Pearl, pulling on the leash attached to Mitzi’s harness in an attempt to drag the dog away from a particularly intriguing tree stump, didn’t answer.
We ended up going to Stewart’s so that Pearl could pick up a Lake Placid News and a quart of milk. Stewart’s in Keene is undergoing a huge renovation job.
“Here,” she said, handing me Mitzi’s leash, “could you hold onto her for a minute? I’ll be right back.”
No sooner had Pearl entered the store than my friend Darla came out.
“Oh hi,” Darla said, squatting down to pet the dog, “I was just picking up a few things for Mom.”
She stood up and, smiling, looked me in the eye.
“I want you to put a correction in the paper,” she said. “In your column you said I use 12 pounds of sugar a summer to make nectar to feed my hummingbirds. It’s 12 bags of sugar! The bags are 4 pounds each. I use almost 50 pounds of sugar.”
“Oh,” I said.
“They eat the sugar to get the energy to chase bugs. I call it bugging. Bugs are their main food source. Although they never eat those jumping spiders around my house. I wish they’d eat the jumping spiders.”

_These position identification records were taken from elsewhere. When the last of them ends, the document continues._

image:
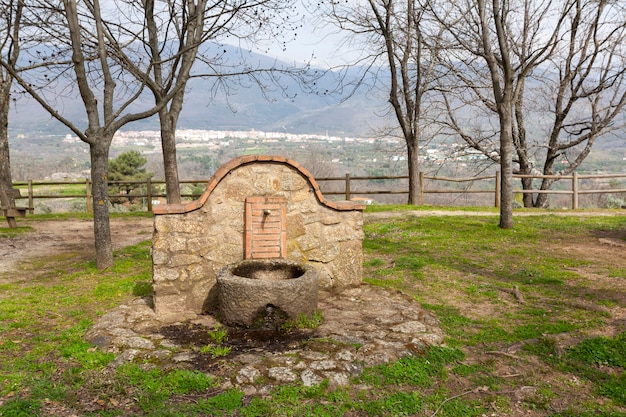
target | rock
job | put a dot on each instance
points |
(410, 327)
(282, 374)
(310, 378)
(247, 375)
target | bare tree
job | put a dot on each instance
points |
(566, 61)
(585, 86)
(93, 40)
(10, 49)
(502, 41)
(396, 35)
(174, 34)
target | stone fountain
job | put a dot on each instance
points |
(261, 236)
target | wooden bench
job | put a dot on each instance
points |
(12, 212)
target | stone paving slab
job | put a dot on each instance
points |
(362, 327)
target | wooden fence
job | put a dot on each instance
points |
(350, 187)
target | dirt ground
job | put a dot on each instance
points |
(75, 238)
(52, 238)
(63, 237)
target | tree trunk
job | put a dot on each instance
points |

After Darla left, a middle-aged couple came out. The man eyed Mitzi.
“That dog is just about the size of the raccoon that attacked me,” he observed.
The woman, whom I took to be his wife, did not evince much interest.
He turned to me and showed me his arm, which was raked with three long scratches. “It was mauling my cat,” he told me. “It had my cat by the leg. I ran over and grabbed the raccoon, but it wouldn’t let go.”
“I thought raccoons and cats didn’t bother each other,” I told him. This was a subject I had devoted some time to, when my cat Jupiter was curious about a raccoon den under the back porch.
“My cat probably attacked the raccoon,” he said. “She’s 17 years old, but she kills everything. Rabbits, ducks, everything.” His wife cleared her throat.
“So I fought that raccoon until it finally let go, and then I grabbed it by the tail, and I swung it around and threw it 30 feet up in the air!”
This guy was lean and looked to be in good shape, but 30 feet? Pearl had come out by this time and was listening in.
“When it came down it hissed at me and then it ran away.”
“How is your cat?” I asked him.
“My cat?” He said, as if the question had caught him by surprise. “Oh, she’s all right. She kills everything.”
“You can’t make this stuff up,” he was saying as we walked away.
“Oh, yes, you can,” Pearl said.
I told her the raccoon wrestler reminded me of someone, but I couldn’t think who.
“Biff,” she said. “Your old friend Biff.”
But Biff is another story.
Have a good week.
(Martha Allen lives in Keene Valley. She has been writing for the Lake Placid News for more than 20 years.)